An alternative to insulin mediated control of autophagy is offered by the study of Garcia et al. They showed that accumulation of aggregation-prone Q35::GFP was exacerbated when pre-synaptic signaling was disrupted such that muscle was ‘overstimulated’. Specifically, loss of GABA signal or gain of ACh signal resulted in increased numbers of aggregates. It remains to be determined if the presumptive calcium modulation of proteasome and/or autophagic degradation (Table 2A and B and Fig. 1) underlies the increased aggregation.
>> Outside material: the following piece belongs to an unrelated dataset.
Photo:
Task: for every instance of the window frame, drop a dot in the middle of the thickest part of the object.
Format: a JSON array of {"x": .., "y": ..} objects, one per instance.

In addition to these disease-specific models, aggregation can be studied utilizing the attachment of a 16-residue “degron” (degradation-promoting peptide) to the C-terminus of an otherwise normal GFP. This degron targets the attached protein to the proteasome in mammalian cells, but also produces toxic perinuclear aggregates when expressed in either mammalian cells or in C. elegans muscles. Overexpression of AIP-1, a positive regulator of the proteasome, reduces accumulation of both GFP::degron and Aβ peptide, and protects against Aβ toxicity. Lastly, it is possible to take a combinatorial approach by combining different models to attempt to look for commonalities.

Studies of toxic proteins provide intriguing hints that various proteolytic processes may help alleviate toxic effects in muscle, but no consistent picture of which route to proteolysis is the most significant. This may reflect the biochemical reality that different proteins in different states or stages of aggregation are susceptible to somewhat different combinations of proteolytic processes. Furthermore, the balance between these proteolytic processes might well be modulated by factors (including the toxic aggregates) that alter the expression level or activities of the proteolytic pathway components. We should probably avoid the temptation to make sweeping generalizations and content ourselves for now with the power of C. elegans to point the way to specific intervention points for each kind of abnormal protein associated with a human pathology.